Synopsis |  Review by Juan F. Lara |  Review by Todd Jensen


by Guandalug la'Fay


by Leigh Ann Hussey

Act I

Two archaeologists exploring under a hill are drawn, by the unearthly music of a lyre playing by itself, to a chest bearing an inscription in "ancient Celtic". It says, "The seeker of knowledge need fear nothing here; the destroyer, everything." Opening the chest looses a radiance that briefly coalesces into the shape of a bearded old man's face before withdrawing into the chest again. They open the chest to discover The Scrolls of Merlin.

Back in NYC, Lexington tells everyone that the scrolls are being delivered to the Metropolitan Museum for further study. Goliath says that the library downstairs has many books about Merlin, but Broadway has no use for books and Hudson declines to get involved. Elisa tells them all that she and Matt have been assigned to the escort team. The scrolls are rumored to contain spells; Goliath frowns thoughfully at the news.
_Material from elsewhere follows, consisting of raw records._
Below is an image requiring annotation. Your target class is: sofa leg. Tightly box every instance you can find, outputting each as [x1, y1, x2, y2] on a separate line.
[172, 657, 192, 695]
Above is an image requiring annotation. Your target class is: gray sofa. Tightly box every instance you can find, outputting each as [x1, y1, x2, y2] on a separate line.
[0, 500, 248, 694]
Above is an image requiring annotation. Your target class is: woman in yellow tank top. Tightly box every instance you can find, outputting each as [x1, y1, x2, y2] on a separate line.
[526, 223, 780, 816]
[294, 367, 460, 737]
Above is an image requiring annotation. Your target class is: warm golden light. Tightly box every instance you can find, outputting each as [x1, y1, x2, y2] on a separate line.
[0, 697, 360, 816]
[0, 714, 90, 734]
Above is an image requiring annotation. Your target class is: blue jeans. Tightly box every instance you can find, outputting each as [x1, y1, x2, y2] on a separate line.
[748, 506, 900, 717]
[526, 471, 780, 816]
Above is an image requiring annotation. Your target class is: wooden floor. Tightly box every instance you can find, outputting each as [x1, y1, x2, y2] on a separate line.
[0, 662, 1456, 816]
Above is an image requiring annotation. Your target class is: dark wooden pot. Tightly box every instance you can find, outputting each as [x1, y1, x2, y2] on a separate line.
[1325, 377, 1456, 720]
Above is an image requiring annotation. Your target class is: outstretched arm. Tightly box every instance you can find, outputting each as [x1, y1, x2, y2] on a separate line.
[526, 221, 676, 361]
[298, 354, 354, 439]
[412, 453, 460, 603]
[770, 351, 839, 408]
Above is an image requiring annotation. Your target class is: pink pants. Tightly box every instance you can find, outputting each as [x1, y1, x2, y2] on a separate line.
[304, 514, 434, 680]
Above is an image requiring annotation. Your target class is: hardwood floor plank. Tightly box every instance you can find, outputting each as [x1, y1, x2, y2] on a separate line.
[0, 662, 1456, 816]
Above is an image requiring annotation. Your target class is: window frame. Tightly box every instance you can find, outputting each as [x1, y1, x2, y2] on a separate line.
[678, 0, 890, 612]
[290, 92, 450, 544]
Cut to: storm at sea. Matt and Elisa come aboard the HMS Churchill, the ship carrying the scrolls into harbor. Almost immediately, the ship is attacked by two VTOL Harrier jets. The gargoyles (minus Bronx) come on the scene -- Goliath suspected that Xanatos would make an attempt on the scrolls. "When real life is this exciting, who needs books?" Broadway asks. The male and female pilots (Fleance and Banquo) land on the Churchill, break onto the bridge and take the two canisters containing the scrolls. They take off and come under attack from the gargoyles. Hudson breaks the glass of one plane and gets one canister, but is tazed off the plane and falls with the canister into the ocean. The planes shake off the other gargoyles except for Broadway, who clings to one as it flies off.

Cut to: a dock in the harbor, where the lady archaeologist is telling a policeman, "Well, who wouldn't want to steal them?" Elisa and Goliath both suspect Xanatos, but without proof, it is up to the gargoyles to recover the scrolls.

Hudson washes up on a beach, sees a house with a wall around it; on the wall are stone gargoyles. He struggles toward it but passes out again.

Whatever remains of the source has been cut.